La fiducia e la volontà di procreare e mettere su famiglia dovrebbe essere quella delle nuove leve, dei giovani tra i 20 ed i 35 anni, quella che invece rappresenta oggi la “generazione perduta” in buona parte senza prospettive per mancanza di lavoro, di mezzi di sostentamento propri, di opportunità di autoaffermazione individuale ed economica.
Guarda caso in questo momento ci si trova nel mezzo di una crisi economica epocale che è stata provocata esattamente dalle stesse centrali finanziarie che oggi spingono per la realizzazione della società multietnica e multiculturale che provveda a smantellare ogni vecchia forma di welfare e di diritti, dove la parola d’ordine è quella della “competitività, produttività e globalizzazione”.

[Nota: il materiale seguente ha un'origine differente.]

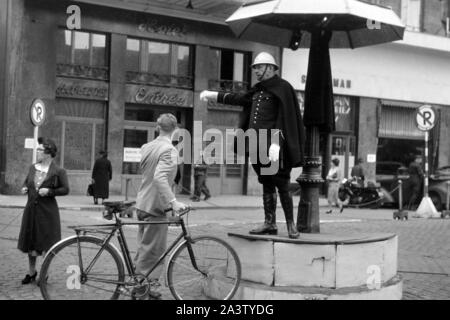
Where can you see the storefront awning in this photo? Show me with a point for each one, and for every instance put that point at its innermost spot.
(403, 104)
(211, 11)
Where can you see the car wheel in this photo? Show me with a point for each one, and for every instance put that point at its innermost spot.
(436, 201)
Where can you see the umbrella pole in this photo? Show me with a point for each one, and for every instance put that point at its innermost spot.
(308, 217)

Una società ed un sistema che impongono come un totem, attraverso il ricatto del debito (creato dalle stesse entità finanziarie) quello della stabilità finanziaria e della omogeneità con i paesi a basso costo del lavoro, obiettivo reso più facile dalla presenza di masse di provenienza africana abituati a lavorare con forti ritmi per bassi salari.
Anche questa si badi bene non è una semplice coincidenza ma piuttosto una “convergenza di interessi”. Ecco quindi spiegato in un ragionamento logico e consequenziali quali siano le aspettative delle “elite dominanti”:1) una società globalizzata e multi etnica grazie all’immigrazione di massa, alla caduta delle sovranità nazionali; 2) un mercato unico omologato che approfitta della presenza di grandi masse di salariati con basso livello di pretese; 3) un numero di consumatori adeguato a permettere alle multinazionali di stabilirsi sul territorio; 4) una azione costante (fra tasse e balzelli vari) per mettere fuori mercato la piccola e media industria manifatturiera e le vecchie reti commerciali dei “negozi” all’italiana (sostituiti con i grandi ipermercati) .
Tutto questo permetterà alle grandi centrali sovranazionali di avere il controllo totale e di macinare enormi profitti che saranno a vantaggio della “elite” dominante.
Sarà questo un sogno per taluni (pochi) ed un “incubo” per molti.